Pour Judith Sargentini, eurodéputée Verts-ALE, il est dommage que la Pologne, devenue récemment une démocratie, "se tourne désormais vers la direction opposée".
A l’inverse, les groupes politiques siégeant à la droite du PPE, ont critiqué une procédure qui constituerait une immixtion dans les affaires intérieures d’un Etat membre.
"Vous ne parvenez pas à accepter le fait que certains partis ou gouvernements n’aient pas les même avis que vous et qu’ils aient le droit d’exprimer leurs opinions", a lancé pour le groupe ECR, l’eurodéputé Ryszard Legutko membre du parti Droit et justice (PiS) au pouvoir en Pologne. Il a dénoncé un "théâtre de l’absurde" et a qualifié de "baratinage" la procédure sur l’État de droit. "Nous n’avons jamais eu autant de pluralité dans les médias qu’aujourd’hui", a-t-il affirmé, selon l’Agence Europe, estimant que la Pologne était en la matière même devant des pays comme la France, l’Allemagne ou la Belgique.
"Laissez la Pologne tranquille, ce débat est une attaque violente faite à ma patrie", a exhorté Robert Iwaszkiewicz, eurodéputé polonais du groupe EFDD. "Ce n’est pas la Pologne le problème de l’Europe, mais plutôt les politiques désastreuses des élites européennes avec Merkel et Hollande", a-t-il ajouté.
Stanisław Żółtek, eurodéputé polonais du groupe ENL, a estimé que la Commission européenne avait oublié son rôle : "Les Commissaires souhaitent régner sur ce pays, prendre la relève et renverser les gouvernements".

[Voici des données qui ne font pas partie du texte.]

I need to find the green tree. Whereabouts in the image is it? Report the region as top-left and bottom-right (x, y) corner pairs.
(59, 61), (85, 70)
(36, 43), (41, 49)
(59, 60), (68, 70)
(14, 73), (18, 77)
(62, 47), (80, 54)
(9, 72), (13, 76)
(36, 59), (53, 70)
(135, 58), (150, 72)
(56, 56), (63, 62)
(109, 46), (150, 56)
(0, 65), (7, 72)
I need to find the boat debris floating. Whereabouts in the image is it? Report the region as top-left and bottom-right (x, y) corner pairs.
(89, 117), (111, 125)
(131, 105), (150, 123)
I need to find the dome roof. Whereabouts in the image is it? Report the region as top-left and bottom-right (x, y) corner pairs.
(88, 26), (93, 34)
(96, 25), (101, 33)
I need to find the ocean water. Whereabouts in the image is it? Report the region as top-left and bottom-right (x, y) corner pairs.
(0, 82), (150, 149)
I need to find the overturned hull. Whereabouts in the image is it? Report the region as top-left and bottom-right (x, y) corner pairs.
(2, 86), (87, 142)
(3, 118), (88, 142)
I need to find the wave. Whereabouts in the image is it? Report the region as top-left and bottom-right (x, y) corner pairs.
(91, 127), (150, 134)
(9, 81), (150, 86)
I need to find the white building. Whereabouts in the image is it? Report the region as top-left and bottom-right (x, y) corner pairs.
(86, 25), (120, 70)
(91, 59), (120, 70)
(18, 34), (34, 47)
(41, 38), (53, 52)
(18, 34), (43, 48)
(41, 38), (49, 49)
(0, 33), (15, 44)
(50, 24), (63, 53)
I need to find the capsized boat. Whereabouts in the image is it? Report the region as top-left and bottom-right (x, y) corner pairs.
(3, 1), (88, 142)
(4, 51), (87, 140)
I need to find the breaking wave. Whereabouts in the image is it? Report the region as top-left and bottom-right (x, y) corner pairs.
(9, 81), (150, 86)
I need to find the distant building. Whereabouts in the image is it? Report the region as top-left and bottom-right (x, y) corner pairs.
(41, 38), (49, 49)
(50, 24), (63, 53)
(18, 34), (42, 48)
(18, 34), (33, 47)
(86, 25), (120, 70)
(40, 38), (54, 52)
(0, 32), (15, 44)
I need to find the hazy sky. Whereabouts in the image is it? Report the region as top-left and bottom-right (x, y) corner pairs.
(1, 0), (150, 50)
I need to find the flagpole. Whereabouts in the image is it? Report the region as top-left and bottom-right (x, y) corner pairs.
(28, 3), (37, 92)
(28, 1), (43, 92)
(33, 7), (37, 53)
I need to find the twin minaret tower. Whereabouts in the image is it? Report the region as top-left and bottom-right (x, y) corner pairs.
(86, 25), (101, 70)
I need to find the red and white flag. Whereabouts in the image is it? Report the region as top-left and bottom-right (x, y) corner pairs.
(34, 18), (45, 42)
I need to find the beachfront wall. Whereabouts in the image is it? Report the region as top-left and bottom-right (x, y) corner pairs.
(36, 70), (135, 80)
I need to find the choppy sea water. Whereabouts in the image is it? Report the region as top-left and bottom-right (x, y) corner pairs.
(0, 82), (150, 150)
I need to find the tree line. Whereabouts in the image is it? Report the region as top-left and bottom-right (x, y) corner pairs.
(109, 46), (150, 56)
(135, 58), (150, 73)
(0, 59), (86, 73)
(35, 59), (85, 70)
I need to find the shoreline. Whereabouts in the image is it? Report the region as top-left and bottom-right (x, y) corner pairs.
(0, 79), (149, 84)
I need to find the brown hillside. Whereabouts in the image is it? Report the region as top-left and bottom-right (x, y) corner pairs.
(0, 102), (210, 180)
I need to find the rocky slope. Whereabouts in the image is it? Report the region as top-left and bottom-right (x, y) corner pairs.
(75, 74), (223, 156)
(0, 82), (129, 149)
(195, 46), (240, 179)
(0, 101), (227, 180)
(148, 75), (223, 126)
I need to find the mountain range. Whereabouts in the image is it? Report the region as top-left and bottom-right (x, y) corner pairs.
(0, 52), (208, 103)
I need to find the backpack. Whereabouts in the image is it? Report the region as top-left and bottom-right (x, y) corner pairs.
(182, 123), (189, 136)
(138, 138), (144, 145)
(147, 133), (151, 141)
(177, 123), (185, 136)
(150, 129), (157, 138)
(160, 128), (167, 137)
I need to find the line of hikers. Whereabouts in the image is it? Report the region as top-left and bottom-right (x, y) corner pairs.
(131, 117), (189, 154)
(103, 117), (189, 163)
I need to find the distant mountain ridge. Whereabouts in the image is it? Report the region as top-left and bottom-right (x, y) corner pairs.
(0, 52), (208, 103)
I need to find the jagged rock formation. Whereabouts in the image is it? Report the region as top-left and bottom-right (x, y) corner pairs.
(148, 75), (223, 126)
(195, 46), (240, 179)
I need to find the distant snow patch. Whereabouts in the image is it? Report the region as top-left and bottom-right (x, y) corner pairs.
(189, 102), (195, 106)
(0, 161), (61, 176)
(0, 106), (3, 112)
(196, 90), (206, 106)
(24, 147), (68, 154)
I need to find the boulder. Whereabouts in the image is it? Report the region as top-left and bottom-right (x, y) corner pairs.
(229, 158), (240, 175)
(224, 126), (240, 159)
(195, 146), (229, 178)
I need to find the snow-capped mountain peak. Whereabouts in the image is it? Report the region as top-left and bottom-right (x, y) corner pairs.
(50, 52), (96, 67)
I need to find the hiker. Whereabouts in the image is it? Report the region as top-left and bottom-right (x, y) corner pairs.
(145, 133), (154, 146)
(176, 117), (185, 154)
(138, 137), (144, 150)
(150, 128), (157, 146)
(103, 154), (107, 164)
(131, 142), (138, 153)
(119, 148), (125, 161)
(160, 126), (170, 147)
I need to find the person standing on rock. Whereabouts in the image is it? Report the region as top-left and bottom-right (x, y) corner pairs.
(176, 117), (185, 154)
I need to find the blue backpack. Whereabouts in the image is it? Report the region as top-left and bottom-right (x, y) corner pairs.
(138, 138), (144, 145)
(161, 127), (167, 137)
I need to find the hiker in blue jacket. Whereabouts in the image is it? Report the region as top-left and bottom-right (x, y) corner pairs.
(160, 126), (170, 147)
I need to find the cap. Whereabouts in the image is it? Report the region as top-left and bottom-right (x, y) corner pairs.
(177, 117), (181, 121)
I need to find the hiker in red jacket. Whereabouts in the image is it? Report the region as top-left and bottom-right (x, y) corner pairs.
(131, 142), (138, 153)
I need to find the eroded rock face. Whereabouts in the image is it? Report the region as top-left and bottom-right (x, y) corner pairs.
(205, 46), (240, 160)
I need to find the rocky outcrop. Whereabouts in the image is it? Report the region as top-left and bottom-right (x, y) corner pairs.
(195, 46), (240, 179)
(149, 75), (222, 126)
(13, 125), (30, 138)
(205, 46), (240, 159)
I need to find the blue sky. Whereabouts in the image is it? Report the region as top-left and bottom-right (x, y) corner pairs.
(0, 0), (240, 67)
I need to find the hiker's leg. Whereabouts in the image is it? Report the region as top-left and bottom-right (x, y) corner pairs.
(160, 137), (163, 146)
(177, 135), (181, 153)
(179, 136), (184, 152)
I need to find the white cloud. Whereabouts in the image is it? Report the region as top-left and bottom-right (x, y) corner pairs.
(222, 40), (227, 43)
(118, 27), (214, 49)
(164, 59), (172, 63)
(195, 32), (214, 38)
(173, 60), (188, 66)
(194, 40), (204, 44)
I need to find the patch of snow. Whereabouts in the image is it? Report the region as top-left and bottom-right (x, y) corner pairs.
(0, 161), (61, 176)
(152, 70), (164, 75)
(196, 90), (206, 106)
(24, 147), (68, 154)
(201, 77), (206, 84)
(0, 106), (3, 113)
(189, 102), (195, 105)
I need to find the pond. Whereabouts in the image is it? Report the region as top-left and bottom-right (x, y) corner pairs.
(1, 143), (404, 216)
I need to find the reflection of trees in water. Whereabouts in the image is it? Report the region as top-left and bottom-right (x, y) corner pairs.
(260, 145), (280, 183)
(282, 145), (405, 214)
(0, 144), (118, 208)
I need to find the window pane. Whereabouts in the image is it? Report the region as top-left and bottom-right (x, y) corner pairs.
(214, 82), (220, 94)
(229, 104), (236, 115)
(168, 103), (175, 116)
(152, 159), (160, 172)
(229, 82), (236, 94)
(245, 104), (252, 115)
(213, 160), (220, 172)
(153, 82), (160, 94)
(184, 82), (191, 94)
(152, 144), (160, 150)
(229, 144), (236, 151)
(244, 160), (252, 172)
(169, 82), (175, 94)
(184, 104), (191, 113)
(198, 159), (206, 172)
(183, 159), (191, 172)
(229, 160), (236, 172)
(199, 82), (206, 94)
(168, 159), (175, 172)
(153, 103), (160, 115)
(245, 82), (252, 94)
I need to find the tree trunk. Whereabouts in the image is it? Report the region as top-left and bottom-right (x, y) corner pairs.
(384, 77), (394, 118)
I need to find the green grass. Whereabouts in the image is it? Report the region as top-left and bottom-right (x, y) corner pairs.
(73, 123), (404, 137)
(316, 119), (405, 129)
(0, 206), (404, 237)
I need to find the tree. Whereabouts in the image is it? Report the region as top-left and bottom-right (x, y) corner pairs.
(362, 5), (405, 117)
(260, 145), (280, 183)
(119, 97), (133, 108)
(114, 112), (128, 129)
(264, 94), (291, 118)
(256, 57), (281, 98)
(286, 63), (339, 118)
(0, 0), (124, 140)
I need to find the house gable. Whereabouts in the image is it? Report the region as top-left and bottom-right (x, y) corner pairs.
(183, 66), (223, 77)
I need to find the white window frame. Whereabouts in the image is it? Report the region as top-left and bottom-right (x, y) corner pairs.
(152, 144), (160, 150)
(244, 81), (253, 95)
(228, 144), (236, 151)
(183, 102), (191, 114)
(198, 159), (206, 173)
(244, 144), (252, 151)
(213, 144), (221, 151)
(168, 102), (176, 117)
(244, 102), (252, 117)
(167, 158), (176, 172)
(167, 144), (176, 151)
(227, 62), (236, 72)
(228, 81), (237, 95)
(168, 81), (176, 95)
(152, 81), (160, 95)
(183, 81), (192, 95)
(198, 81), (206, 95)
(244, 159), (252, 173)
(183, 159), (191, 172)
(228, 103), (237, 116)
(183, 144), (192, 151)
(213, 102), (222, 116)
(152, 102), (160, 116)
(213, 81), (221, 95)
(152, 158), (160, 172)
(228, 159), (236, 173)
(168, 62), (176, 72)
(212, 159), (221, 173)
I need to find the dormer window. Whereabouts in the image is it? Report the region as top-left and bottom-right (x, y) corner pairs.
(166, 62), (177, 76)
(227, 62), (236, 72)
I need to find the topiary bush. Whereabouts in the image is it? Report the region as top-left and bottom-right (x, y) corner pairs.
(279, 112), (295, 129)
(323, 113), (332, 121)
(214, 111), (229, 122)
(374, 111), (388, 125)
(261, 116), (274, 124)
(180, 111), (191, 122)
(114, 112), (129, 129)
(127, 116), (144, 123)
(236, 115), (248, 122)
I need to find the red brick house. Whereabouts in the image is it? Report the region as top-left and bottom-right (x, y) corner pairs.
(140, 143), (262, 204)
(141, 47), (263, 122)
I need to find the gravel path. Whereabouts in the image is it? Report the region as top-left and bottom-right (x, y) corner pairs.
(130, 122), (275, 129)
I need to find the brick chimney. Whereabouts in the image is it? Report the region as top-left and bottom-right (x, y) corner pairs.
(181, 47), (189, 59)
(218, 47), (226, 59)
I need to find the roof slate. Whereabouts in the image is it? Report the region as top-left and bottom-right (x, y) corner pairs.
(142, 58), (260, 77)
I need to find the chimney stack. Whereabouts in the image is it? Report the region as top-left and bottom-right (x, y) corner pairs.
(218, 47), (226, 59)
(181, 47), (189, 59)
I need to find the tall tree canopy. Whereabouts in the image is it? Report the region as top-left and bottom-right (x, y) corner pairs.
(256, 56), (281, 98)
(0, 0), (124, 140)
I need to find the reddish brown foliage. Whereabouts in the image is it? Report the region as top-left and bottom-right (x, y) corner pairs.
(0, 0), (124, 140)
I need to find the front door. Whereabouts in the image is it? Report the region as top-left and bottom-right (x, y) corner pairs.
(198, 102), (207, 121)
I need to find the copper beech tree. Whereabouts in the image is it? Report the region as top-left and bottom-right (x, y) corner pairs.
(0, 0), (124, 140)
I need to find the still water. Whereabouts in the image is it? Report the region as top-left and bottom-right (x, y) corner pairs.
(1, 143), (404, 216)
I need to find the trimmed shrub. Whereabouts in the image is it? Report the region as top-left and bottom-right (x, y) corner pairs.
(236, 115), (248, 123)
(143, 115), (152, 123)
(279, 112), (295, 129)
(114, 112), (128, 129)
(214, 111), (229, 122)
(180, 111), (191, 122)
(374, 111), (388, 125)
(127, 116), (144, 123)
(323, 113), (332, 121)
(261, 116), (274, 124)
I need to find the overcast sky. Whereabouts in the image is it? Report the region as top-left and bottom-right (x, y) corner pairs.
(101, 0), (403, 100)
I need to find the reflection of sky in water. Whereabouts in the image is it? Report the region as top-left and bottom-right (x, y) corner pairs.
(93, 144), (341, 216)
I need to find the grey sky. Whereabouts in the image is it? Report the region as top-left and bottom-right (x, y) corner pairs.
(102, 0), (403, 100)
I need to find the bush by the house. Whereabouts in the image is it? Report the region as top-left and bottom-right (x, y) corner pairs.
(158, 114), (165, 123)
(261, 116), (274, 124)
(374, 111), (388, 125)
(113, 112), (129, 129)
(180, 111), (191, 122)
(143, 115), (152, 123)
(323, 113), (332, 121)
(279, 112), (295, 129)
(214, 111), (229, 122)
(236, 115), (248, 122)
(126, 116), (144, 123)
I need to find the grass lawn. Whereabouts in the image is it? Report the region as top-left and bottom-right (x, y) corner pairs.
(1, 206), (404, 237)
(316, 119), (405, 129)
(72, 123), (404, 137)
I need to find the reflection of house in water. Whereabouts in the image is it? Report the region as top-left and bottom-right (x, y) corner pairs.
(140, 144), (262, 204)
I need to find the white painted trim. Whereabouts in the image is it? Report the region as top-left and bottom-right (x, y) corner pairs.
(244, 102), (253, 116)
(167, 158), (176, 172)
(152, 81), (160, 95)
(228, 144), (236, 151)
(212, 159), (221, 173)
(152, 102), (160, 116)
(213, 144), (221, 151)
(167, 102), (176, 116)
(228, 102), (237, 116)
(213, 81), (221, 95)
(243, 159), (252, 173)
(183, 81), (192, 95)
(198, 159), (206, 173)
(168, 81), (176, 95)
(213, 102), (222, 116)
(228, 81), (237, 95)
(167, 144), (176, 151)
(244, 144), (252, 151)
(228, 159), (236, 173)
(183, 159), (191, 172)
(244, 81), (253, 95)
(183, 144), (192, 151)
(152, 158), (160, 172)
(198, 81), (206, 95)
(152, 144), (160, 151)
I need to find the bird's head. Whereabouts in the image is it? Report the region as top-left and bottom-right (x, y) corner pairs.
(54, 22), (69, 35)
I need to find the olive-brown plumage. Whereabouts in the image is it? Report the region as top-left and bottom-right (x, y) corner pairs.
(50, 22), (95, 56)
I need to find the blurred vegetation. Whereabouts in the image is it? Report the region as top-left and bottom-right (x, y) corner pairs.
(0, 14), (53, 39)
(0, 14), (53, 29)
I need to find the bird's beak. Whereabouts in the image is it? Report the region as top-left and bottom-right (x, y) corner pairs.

Pour Zoltán Balczó, député non-inscrit hongrois, du parti d'extrême droite Jobbik, intervenir dans la politique de la Pologne signifie contribuer à "garantir que l’Union européenne soit détruite". "Ceux qui ont fait en sorte que nous débattions aujourd'hui de la situation en Pologne montrent qu'il n'ont pas compris le message du Brexit" a déploré le député hongrois Zoltan Balczo. "Beaucoup de citoyens ont dit qu'ils ne voulaient pas que ce soit Bruxelles qui décide de la façon dont ils menaient leur vie, ils veulent que ce soit leur propre gouvernement qui décide", a-t-il estimé.
Dans une résolution adoptée par 510 voix en faveur, 160 contre et 29 absentions, au lendemain du débat, le 14 septembre 2016, le Parlement rappelle au gouvernement polonais que «"l’Union européenne est fondée sur les valeurs [...] qui ont été approuvées par le peuple polonais à l’occasion du référendum de 2003" et qu’elle "agit sur la base de la présomption de confiance mutuelle que ses États membres respectent la démocratie, l’état de droit et les droits fondamentaux".
La paralysie du Tribunal constitutionnel et le refus du gouvernement polonais de publier tous ses jugements "met en danger la démocratie, les droits fondamentaux et l’état de droit en Pologne", dit la résolution. Au-delà de la crise constitutionnelle, le Parlement s’inquiète également des "récentes et rapides évolutions de la législation" dans d’autres secteurs en relation, à savoir : l’indépendance et l’impartialité des médias publics, le droit à la liberté d’expression, le droit à la vie privée, les droits procéduriers ainsi que le droit fondamental à un procès juste, l’impartialité politique de l’administration du pays ainsi que les droits de l’homme fondamentaux, dont les droits de la femme.